Ser madre es un drama. Así, a secas. Si antes no dormía más de cuatro horas seguidas cambiando pañales, ahora no las duermo pensando en las idas y venidas de mi hijo preadolescente, porque seamos realistas: ser madre de un adolescente NO es fácil. Tienes que dar ejemplo pero sin dañar la confianza que tu hijo deposita en ti, saber darle su espacio pero marcando límites… en fin, que cualquier día de estos me encierro en el baño con una tienda de campaña y no salgo.
Es como si alguien me hubiese cambiado a mi osito amoroso por un oso pardo furioso con ganas de morder.
Pues estábamos en una de esas semanas en las que bien podría llamarme Ana como también «mala madre, peor madre del mundo, anticristo o satanás» según mi hijo.
Por lo que el estaba castigado en su cuarto sin salir y yo rumiando todo el día con ese molesto pepito grillo que cada dos por tres me pregunta en voz alta si lo estaré haciendo bien, si estoy tomando las mejores decisiones para su futuro o si no seré tan buena madre como me pensaba.
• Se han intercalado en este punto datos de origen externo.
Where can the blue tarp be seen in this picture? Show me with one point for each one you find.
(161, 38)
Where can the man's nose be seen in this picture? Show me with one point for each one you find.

Porque DA IGUAL lo mucho que te esfuerces, siempre tendrás esa duda de si eres la versión que tu hijo necesita que seas.
El drama viene cuando a mí no se me ocurre otra cosa que entrar a la habitación de mi hijo sin llamar (POR FAVOR, LLAMAD SIEMPRE) y me lo veo chorra en mano, midiéndose el manubrio con el metro con el que horas antes estaba midiendo el largo de mis cortinas del salón.
¿Estaba preparada para ver lo que vi? ¿Me costará medio riñón el psicólogo?
Pues mira, no creo que se esté preparada nunca para ver a tu inocente hijo midiéndose el nepe, la verdad. Pero son en estos momentos en los que nuestros hijos nos necesitan más y sobre todo, necesitan entender su cuerpo, todos los cambios físicos y emocionales por los que están pasando, las expectativas de cánones de belleza imposibles de cumplir y la presión de encajar entre todos sus compañeros.